SPICE retrieves the protein sequence pertaining to the selected UniProt accession number, and displays it as a ruler with relative position numbers. Annotations, such as TEPIDAS annotation features, are listed below the sequence in that figure. On the left of the panel, below the ’tepidas‘ descriptor, appears the type of HLA I molecule of the corresponding feature shown as a colored rectangle on the right. When the user clicks on a feature, a pop-up window appears, containing all the information of the feature, including the explanatory note. In addition, the PDB coordinates of the selected feature, if available, will be highlighted at the left panel, enabling the location of the epitope at the 3D structure whenever there is a match between sequence and structure (Figure 1).

Figure 1

SPICE viewer window. Left panel provides a 3D visualization of the molecule. Right panel displays the annotations provided by the distributed serves. This figure was generated using the UniProt code P35961 as the reference sequence. SPICE"s alignment server automatically maps the protein sequence to a 3D structure (1G9N in this example).
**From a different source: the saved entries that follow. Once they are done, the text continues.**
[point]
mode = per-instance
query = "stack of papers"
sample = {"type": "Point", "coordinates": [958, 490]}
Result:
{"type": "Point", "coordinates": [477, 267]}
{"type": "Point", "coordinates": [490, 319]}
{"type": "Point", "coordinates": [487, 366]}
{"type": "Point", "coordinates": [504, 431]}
Feature annotations from TEPIDAS are displayed in the right center panel as rectangular tracks colored as the HLA I molecules on their left under the tepidas source descriptor.

Conclusion

DAS is an important, simple and yet powerful system for exchanging and viewing biological data that is already being used in real-world bioinformatics applications. The TEPIDAS annotation server described in this chapter is a clear example of how epitope data can be integrated and shared by the research community using the DAS architecture. The complexity of immune interactions and the data intensive nature of immune research make Immunoinformatics a suitable area that could greatly benefit from the advantages of using such a powerful integration and annotation system, allowing to gain a more insightful understanding of the complexities of the immune system.